Le 14 décembre, la ministre des Armées, Florence Parly, a été invitée par la commission de la Défense, à l’Assemblée nationale, pour donner le détail des priorités de la présidence française de l’Union européenne [UE] en matière de défense. Il y en aura donc six.
La première vise à « fixer un cap avec l’adoption par l’ensemble des Etats membres de l’UE de la Boussole stratégique », qui, selon Mme Parly, sera le « premier Livre blanc de la défense pour l’Union européenne ».
La seconde priorité sera de « promouvoir les opérations conjointes », qu’elles soient « conventionnelles ou hybrides », afin de rendre l’UE « plus réactive ». Là, il s’agira de renforcer les synergies entre les opérations existantes, de travailleur au « développement d’une capacité de déploiement rapide » et de mettre l’accent sur les « menaces hybrides », via l’élaboration d’une « boîtes à outils » pour se défendre contre ces dernières, en particuliers celles ayant trait aux manipulations de l’information.

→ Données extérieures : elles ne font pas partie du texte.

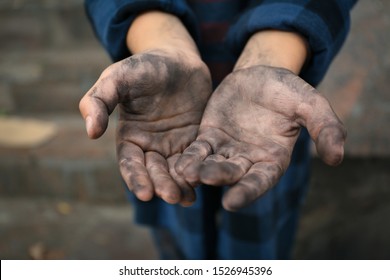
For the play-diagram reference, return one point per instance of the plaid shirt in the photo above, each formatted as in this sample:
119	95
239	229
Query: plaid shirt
221	28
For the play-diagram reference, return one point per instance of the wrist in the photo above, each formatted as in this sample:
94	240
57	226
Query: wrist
275	48
158	30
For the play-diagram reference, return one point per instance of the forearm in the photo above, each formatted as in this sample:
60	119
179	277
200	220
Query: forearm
275	48
155	29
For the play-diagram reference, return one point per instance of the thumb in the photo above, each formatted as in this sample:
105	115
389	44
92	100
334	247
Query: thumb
97	104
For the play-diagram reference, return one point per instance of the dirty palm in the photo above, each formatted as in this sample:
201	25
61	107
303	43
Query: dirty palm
168	141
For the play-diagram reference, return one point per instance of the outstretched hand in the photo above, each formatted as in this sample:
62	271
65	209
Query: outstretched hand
161	97
249	130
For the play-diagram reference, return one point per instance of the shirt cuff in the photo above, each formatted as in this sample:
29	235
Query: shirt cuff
324	24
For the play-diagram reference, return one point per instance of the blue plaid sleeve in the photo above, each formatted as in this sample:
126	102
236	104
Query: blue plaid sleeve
324	23
111	20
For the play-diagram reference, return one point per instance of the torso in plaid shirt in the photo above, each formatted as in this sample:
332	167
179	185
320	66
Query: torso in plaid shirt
265	229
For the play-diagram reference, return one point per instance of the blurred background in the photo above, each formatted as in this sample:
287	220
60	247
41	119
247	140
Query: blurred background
61	196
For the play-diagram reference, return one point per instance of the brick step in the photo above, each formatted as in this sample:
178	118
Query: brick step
68	166
48	81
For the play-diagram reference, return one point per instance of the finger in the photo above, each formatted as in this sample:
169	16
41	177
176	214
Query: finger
164	186
189	162
223	172
326	130
260	178
188	195
134	173
97	104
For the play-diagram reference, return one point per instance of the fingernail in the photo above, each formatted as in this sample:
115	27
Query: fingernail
88	124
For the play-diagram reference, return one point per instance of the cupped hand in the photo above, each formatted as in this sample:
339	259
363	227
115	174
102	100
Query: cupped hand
161	97
249	130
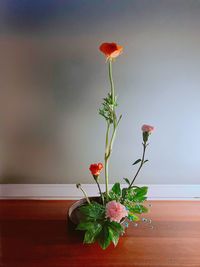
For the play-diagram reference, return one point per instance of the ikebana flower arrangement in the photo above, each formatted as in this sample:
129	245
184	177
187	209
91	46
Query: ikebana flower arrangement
102	217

Ensuite, et dans le même registre, Mme Parly a parlé de « défendre avec fermeté nos intérêts dans les espaces communs contestés, qu’il s’agisse des mers, du cyberespace, ou de l’espace exo-atmosphérique », ce qui passera par le développement de la « présence maritime coordonnée », actuellement expérimentée dans le golfe de Guinée, l’adoption d’une politique en matière de cyberdéfense au niveau européen ainsi que par l’élaboration d’une stratégie spatiale européenne de défense.
Une autre priorité évoquée par la ministre consistera à « approfondir nos partenariats, tout en nous assurant de leur équilibre ». Et ce citer notamment le lien transatlantique [et donc les rapports avec l’Otan].

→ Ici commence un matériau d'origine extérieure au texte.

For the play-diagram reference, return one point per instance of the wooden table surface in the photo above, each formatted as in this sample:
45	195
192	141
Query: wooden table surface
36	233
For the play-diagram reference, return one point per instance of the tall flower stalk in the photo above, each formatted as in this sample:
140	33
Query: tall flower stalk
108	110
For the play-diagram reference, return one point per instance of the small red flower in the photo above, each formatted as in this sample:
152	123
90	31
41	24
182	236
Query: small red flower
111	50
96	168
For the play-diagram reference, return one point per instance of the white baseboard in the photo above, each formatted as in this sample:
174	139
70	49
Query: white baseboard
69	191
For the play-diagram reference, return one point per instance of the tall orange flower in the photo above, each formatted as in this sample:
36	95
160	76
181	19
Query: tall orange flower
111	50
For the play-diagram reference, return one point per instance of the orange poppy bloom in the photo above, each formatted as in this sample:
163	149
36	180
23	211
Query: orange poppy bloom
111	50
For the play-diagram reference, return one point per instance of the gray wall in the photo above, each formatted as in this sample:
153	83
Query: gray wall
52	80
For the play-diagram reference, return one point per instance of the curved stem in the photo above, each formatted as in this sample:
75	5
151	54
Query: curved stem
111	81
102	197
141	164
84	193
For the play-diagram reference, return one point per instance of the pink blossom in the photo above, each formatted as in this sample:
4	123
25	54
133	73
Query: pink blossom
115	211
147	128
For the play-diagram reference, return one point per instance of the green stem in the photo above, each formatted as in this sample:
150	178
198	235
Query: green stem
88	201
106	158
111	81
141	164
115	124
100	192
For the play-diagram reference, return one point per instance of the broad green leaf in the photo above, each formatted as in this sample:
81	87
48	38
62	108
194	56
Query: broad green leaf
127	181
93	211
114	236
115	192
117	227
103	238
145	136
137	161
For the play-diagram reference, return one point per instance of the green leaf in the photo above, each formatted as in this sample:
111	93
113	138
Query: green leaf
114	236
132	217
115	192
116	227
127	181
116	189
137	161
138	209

Enfin, l’innovation en matière de défense [« clé de la supériorité sur le terrain » et « clé de la puissance industrielle », a insisté Mme Parly] fera l’objet d’une attention particulière, « notamment par la création, au sein de l’Agence européenne de défense, d’un Innovation Defense Hub ». De même que la promotion des coopérations industrielles au niveau européen. « Il s’agit de nous doter de nouvelles capacités communes pour nous donner les moyens d’agir et de réduire nos dépendances. Celles-ci sont particulièrement marquées dans certains domaines », a expliqué la ministre.
Justement, en la matière, certaines coopérations ne vont pas aussi vite qu’espéré… Tel est le cas du Système de combat aérien du futur [SCAF], programme mené par la France, en coopération avec l’Allemagne et l’Espagne.
Pour rappel, il s’agit de développer un « système de systèmes » reposant sur nouveau chasseur-bombardier [le NGF, pour New Generation Fighter], celui-ci devant interagir avec des drones, des effecteurs connectés et d’autres appareils au sein d’un « cloud de combat ».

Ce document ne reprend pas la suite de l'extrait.